Hashem's account with Tyre is detailed in chapter 26, and is connected to Tyre's difficult attitude towards Jerusalem. Hashem chose the Babylonians to take revenge on Tyre, and they performed their mission ignorant of the fact that they were serving as Hashem's agents. Hashem chose to reward them: "In return for the labor that he did there, I have given him the land of Egypt" (Yechezkel 29:20), whose time had come anyway to retire from the stand of world empires. Thus it is shown that the worldwide upheaval, viewed from both sides, was a result of a "spiritual" settling of accounts that belonged to Hashem, Who guides the entire world for His nation.

* * *

Regarding the events of this day and age: Is it possible that the worldwide events that changed history in the past decade were also purely on account of Am Yisrael? Is it possible that World War II was only an introduction to the founding of the State of Israel? Was The UN founded only to declare Israel as a state? Did the Soviet empire collapse only in order to allow a million people to make Aliya? Were the twin towers destroyed, and the gentiles roused to wage war against terror, only so that some of Israel's policies could be understood and justified in its own war against terror??

[1] Da'at Mikra in his preface to our chapter writes: "Egypt of that period is not the Egypt that we know from the enslavement period back at the dawn of our nation. It is not even the Egypt that was allied with King Shlomo. Egypt here is a country that is losing its status as a great nation, and is being placed in a defensive situation against a rival power, at first Assyria and later Babylonia. Egypt is reduced to the point where it is 'pulling the strings' of the smaller kingdoms in the area (Yehuda, Shomron, Aram). Egypt is therefore attempting to create constant turmoil within them against the northern powers, yet at the same time lacks the power to support to them or itself for that matter in any meaningful way, hence the nickname 'reed-like support' which appears in the Haftarah."

[2] King Yoshiyahu was killed in Megiddo during Pharaoh Necho's journey towards the battle.
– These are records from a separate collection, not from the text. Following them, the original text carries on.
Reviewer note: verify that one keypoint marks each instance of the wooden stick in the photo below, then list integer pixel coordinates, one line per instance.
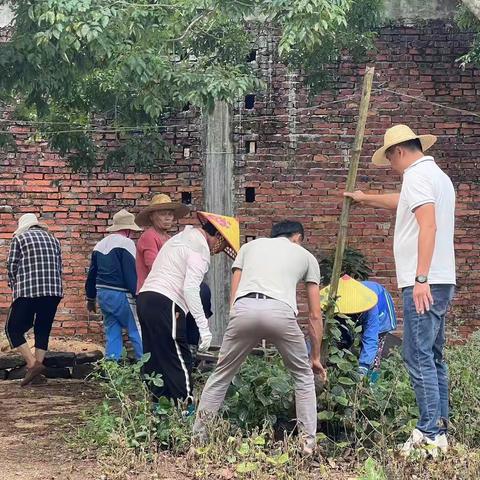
(351, 179)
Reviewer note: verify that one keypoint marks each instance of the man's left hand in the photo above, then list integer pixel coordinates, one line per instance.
(422, 297)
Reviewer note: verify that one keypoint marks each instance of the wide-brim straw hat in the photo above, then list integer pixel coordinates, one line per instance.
(26, 221)
(228, 227)
(398, 134)
(123, 220)
(160, 202)
(353, 296)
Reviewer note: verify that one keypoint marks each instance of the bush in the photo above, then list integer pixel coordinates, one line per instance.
(127, 419)
(261, 393)
(464, 371)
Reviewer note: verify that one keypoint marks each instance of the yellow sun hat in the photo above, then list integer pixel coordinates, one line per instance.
(353, 296)
(398, 134)
(228, 227)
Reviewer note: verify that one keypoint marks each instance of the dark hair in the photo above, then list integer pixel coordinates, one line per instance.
(209, 228)
(414, 144)
(287, 228)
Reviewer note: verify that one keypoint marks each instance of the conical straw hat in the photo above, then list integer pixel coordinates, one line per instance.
(160, 202)
(398, 134)
(228, 227)
(353, 297)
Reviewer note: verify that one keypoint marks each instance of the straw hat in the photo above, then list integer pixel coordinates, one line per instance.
(160, 202)
(123, 220)
(228, 227)
(398, 134)
(353, 297)
(27, 221)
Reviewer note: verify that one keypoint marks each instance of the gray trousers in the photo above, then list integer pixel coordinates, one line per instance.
(252, 320)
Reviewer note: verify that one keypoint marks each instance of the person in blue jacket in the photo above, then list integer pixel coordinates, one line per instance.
(375, 322)
(371, 308)
(112, 280)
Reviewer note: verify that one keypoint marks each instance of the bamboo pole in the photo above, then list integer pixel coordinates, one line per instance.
(351, 179)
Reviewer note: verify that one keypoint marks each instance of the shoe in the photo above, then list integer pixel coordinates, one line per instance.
(437, 446)
(416, 439)
(308, 446)
(33, 372)
(39, 380)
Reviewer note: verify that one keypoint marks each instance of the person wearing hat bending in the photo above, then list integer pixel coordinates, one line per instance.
(171, 290)
(112, 279)
(158, 217)
(264, 306)
(425, 266)
(35, 276)
(370, 306)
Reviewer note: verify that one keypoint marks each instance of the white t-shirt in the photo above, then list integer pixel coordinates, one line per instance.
(178, 271)
(425, 182)
(274, 267)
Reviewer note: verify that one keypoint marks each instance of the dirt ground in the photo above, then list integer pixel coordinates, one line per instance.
(59, 344)
(36, 422)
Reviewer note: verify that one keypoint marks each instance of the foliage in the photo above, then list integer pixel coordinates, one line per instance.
(137, 62)
(372, 471)
(126, 417)
(463, 362)
(7, 142)
(261, 393)
(468, 22)
(354, 264)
[3] This applies of course not only to historical developments but also to nature. It seems as though the sun was created to shine upon the earth in order to warm it. However, the Torah emphasizes another aspect: "G-d said: Let there be luminaries in the firmament of the heaven to separate between the day and the night; and they shall serve as signs, and for festivals, and for days and years; and they shall serve as luminaries in the firmament of the heaven to shine upon the earth." (Bereishit 1:14-15) Rashi interprets the first pasuk as regarding spiritual matters and only in the second pasuk does he write, "Also in this they shall serve in that they will illuminate the world." Also see Ketuvot 5b: "What is the reason [the fingers] are tapered like spikes? [Not for writing/ eating/ driving/ dressing, etc., but] so that if a person will hear something that is not proper he will place his fingers in his ears." Furthermore see Beit Halevi, Parshat Bo: "You shall tell your son" about the connection between the Exodus and the Pesach Matzos.

[4] The 70 nations of the world were chosen to correspond to the number of Bnei Yisrael who went down to Egypt.

[5] In addition to Yechezkel, see also Yeshaya (31:1): "Woe to those who go down to Egypt for help and who rely on horses; they trust in chariots because they are many and in horsemen because they are very strong, and they did not turn to the Holy One of Israel and did not seek out Hashem." Yirmiya (2:18-19): "Now what is there for you on the road to Egypt, to drink the waters of the Nile? … Realize and understand that your forsaking of Hashem, your G-d, is evil and bitter."